The highlights are many. I single out Gordon's Stars
with its delicious melisma and pristine quality. Gordon has quite
a facility with melody perhaps influenced by Sonheim. Then there is
Barber's lovely Sure on this Shining Night and the mood-related
Serenity by Ives. The Australians are good at Barber. I recall
a quite wonderful Knoxville by Molly McGurk on a Unicorn LP (long
disappeared - never to resurface?). Perhaps Schirmers will send Gormley
an appraisal copy of the Knoxville score. Another work in which
she would excel is Arthur Bliss's Seven American Poems.
Rorem's Alleluia has the roughened vitality
of William Mathias's choral writing even of Walton's Belshazzar.
Reflective songs are counter-balanced by the vigorous such as the Toccata
(around Ride on King Jesus) and the clipped and toe-tapping
Fix me Jesus and Hold on (the latter two being brilliant
Michael Ching arrangements). Failures are few - I didn't like the glutinous
pace at which At the River and Deep River is taken.

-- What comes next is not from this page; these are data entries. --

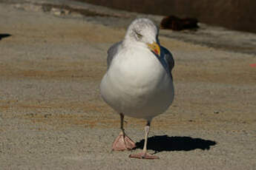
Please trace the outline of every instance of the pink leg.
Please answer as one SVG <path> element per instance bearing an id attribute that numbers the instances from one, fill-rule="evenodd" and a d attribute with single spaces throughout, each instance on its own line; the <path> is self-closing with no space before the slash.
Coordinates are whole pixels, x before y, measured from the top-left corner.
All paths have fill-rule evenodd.
<path id="1" fill-rule="evenodd" d="M 147 152 L 147 143 L 148 143 L 148 136 L 149 132 L 150 121 L 148 121 L 147 125 L 145 126 L 145 142 L 143 151 L 138 154 L 130 154 L 129 157 L 131 158 L 138 158 L 138 159 L 159 159 L 159 157 L 154 156 L 153 154 L 148 154 Z"/>
<path id="2" fill-rule="evenodd" d="M 124 150 L 131 150 L 136 147 L 135 143 L 128 137 L 125 133 L 125 129 L 123 129 L 123 119 L 124 115 L 120 113 L 121 118 L 121 129 L 122 132 L 119 135 L 114 141 L 112 150 L 114 151 L 124 151 Z"/>

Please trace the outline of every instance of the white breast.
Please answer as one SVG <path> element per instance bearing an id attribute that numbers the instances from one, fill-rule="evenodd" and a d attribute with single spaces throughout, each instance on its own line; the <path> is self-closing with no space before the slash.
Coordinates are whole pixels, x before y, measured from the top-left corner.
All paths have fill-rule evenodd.
<path id="1" fill-rule="evenodd" d="M 174 98 L 172 80 L 149 50 L 123 50 L 112 61 L 101 85 L 103 99 L 116 112 L 151 119 Z"/>

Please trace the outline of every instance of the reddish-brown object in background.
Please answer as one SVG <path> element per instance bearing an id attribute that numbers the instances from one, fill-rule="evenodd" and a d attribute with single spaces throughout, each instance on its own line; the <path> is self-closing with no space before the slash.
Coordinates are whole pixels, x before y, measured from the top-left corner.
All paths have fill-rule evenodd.
<path id="1" fill-rule="evenodd" d="M 171 29 L 173 30 L 196 29 L 198 27 L 197 18 L 179 18 L 174 16 L 163 18 L 160 24 L 161 29 Z"/>

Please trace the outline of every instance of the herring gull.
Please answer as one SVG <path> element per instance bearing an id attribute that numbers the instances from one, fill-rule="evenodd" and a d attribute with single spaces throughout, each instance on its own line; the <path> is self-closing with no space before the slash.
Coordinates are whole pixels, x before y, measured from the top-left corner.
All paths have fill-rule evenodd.
<path id="1" fill-rule="evenodd" d="M 125 38 L 108 50 L 108 70 L 100 84 L 103 100 L 121 118 L 122 132 L 113 143 L 113 150 L 136 147 L 125 133 L 125 115 L 147 121 L 143 150 L 130 154 L 133 158 L 159 158 L 147 152 L 149 127 L 152 118 L 166 111 L 174 99 L 174 61 L 160 45 L 157 27 L 148 18 L 132 21 Z"/>

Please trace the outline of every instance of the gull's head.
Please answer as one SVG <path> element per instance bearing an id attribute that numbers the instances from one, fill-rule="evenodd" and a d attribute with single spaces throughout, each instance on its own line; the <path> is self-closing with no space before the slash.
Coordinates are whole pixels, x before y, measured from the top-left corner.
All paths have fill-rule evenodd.
<path id="1" fill-rule="evenodd" d="M 158 31 L 157 27 L 151 20 L 143 18 L 137 18 L 132 21 L 128 27 L 125 41 L 130 41 L 130 43 L 137 42 L 137 45 L 144 45 L 160 56 Z"/>

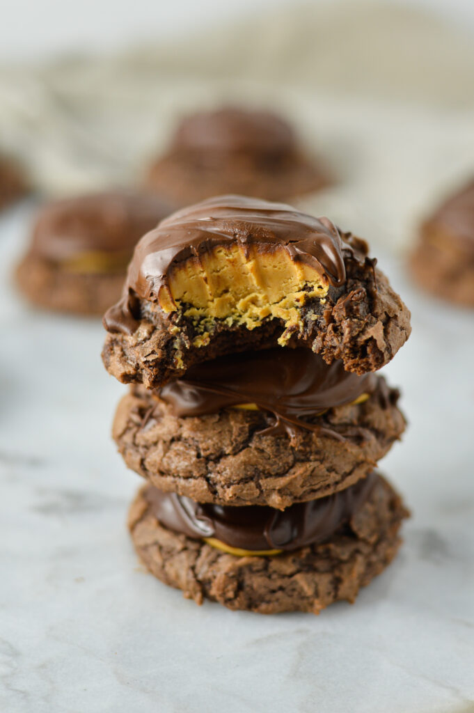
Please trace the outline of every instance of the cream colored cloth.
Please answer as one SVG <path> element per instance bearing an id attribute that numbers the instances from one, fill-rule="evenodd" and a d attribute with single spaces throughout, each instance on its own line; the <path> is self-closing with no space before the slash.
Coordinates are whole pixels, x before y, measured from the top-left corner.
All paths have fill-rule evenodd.
<path id="1" fill-rule="evenodd" d="M 140 180 L 176 118 L 274 107 L 338 181 L 302 205 L 398 247 L 474 173 L 474 42 L 406 8 L 289 5 L 106 57 L 0 67 L 0 144 L 36 184 L 71 193 Z"/>

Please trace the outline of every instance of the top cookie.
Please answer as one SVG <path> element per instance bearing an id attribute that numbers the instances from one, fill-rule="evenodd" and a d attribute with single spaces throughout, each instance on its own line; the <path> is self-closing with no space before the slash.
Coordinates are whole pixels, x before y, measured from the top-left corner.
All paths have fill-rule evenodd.
<path id="1" fill-rule="evenodd" d="M 146 178 L 150 188 L 180 205 L 220 193 L 287 200 L 328 182 L 284 119 L 235 107 L 185 117 Z"/>
<path id="2" fill-rule="evenodd" d="M 227 195 L 178 211 L 135 248 L 104 317 L 105 366 L 155 388 L 194 363 L 278 344 L 375 371 L 406 342 L 410 314 L 367 252 L 284 204 Z"/>

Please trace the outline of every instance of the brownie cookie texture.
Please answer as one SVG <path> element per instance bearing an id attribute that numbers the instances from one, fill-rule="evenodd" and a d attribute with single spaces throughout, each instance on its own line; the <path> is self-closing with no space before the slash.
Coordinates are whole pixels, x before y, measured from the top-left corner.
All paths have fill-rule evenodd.
<path id="1" fill-rule="evenodd" d="M 0 210 L 29 193 L 26 179 L 17 163 L 0 155 Z"/>
<path id="2" fill-rule="evenodd" d="M 474 307 L 474 180 L 421 226 L 410 269 L 428 292 Z"/>
<path id="3" fill-rule="evenodd" d="M 16 270 L 20 289 L 46 309 L 103 314 L 120 297 L 135 243 L 172 210 L 155 195 L 130 190 L 46 205 Z"/>
<path id="4" fill-rule="evenodd" d="M 161 386 L 193 364 L 249 348 L 304 346 L 375 371 L 409 336 L 410 313 L 366 244 L 284 204 L 223 196 L 145 236 L 105 314 L 105 367 Z"/>
<path id="5" fill-rule="evenodd" d="M 273 434 L 262 433 L 275 422 L 268 411 L 176 417 L 169 404 L 133 386 L 118 404 L 113 436 L 127 466 L 163 491 L 202 503 L 284 508 L 356 483 L 400 438 L 398 392 L 373 378 L 363 403 L 311 419 L 320 430 Z"/>
<path id="6" fill-rule="evenodd" d="M 378 476 L 364 504 L 325 542 L 275 556 L 238 557 L 161 525 L 145 496 L 148 487 L 129 513 L 132 539 L 147 569 L 198 604 L 208 599 L 263 614 L 318 614 L 334 602 L 354 602 L 395 556 L 408 515 Z"/>
<path id="7" fill-rule="evenodd" d="M 282 118 L 225 108 L 184 118 L 145 183 L 187 205 L 222 193 L 282 200 L 316 190 L 329 180 Z"/>

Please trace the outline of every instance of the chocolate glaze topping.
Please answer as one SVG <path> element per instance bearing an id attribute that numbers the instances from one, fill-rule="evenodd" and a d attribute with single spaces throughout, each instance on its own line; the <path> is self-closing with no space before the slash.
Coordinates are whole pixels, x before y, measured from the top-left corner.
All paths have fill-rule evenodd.
<path id="1" fill-rule="evenodd" d="M 350 404 L 371 393 L 377 376 L 344 371 L 341 361 L 328 365 L 304 348 L 277 347 L 232 354 L 191 366 L 160 390 L 175 416 L 202 416 L 241 404 L 256 404 L 275 416 L 275 432 L 299 426 L 321 431 L 304 419 L 327 409 Z M 331 432 L 333 435 L 332 431 Z"/>
<path id="2" fill-rule="evenodd" d="M 343 252 L 354 254 L 328 218 L 240 195 L 211 198 L 178 210 L 140 240 L 123 297 L 105 315 L 105 329 L 131 334 L 138 327 L 138 299 L 157 302 L 177 263 L 235 242 L 244 250 L 251 245 L 270 251 L 282 247 L 292 260 L 311 265 L 335 286 L 346 280 Z"/>
<path id="3" fill-rule="evenodd" d="M 470 255 L 474 255 L 474 179 L 450 196 L 426 222 L 429 229 L 444 229 Z"/>
<path id="4" fill-rule="evenodd" d="M 346 490 L 284 511 L 266 506 L 200 504 L 154 486 L 145 488 L 145 497 L 162 525 L 187 537 L 216 538 L 244 550 L 296 550 L 324 541 L 348 522 L 378 477 L 373 472 Z"/>
<path id="5" fill-rule="evenodd" d="M 175 208 L 155 195 L 115 190 L 56 201 L 41 210 L 31 252 L 55 262 L 85 252 L 131 257 L 138 240 Z"/>
<path id="6" fill-rule="evenodd" d="M 275 114 L 229 106 L 185 117 L 175 135 L 173 148 L 277 157 L 293 153 L 296 140 L 291 127 Z"/>

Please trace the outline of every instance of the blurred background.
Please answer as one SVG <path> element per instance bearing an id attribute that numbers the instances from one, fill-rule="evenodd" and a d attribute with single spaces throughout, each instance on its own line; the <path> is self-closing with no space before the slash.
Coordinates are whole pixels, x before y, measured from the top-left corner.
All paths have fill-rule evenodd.
<path id="1" fill-rule="evenodd" d="M 383 463 L 405 544 L 317 619 L 199 609 L 135 570 L 100 319 L 28 306 L 12 279 L 40 202 L 140 185 L 183 114 L 223 103 L 290 121 L 334 178 L 299 205 L 366 237 L 412 312 L 384 369 L 409 422 Z M 0 215 L 0 708 L 208 711 L 212 692 L 229 713 L 472 711 L 474 324 L 406 258 L 474 175 L 474 1 L 4 2 L 2 153 L 34 198 Z"/>
<path id="2" fill-rule="evenodd" d="M 474 165 L 473 35 L 469 0 L 20 1 L 0 148 L 70 193 L 140 180 L 182 113 L 269 106 L 337 179 L 306 207 L 403 247 Z"/>

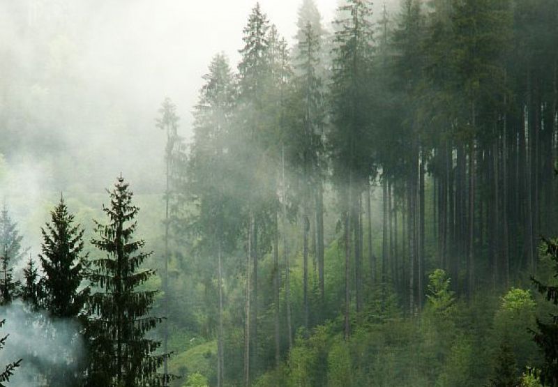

There is a real liveliness in this well recorded collection
and I am sure that this springs from Gormley's enthusiasm for the genre
and her sensitive partnership with Kevin Murphy. It is a credit to her
that she has sought out the less obvious as well as the more predictable.
How much better it would have been however if Gormley
could tone down the vibrato. She does this very well in the quieter
passages of the Carter cantata. Not that it is extreme but that stagey
quality in the voice can jar with the clean affecting simplicity of
the spiritual.
Credit to the production team for having such good
judgement over the order of the songs. The disc works well at a single
play-through.
Full notes and sung texts provided. English only. Well
presented. One of the best collections of its type.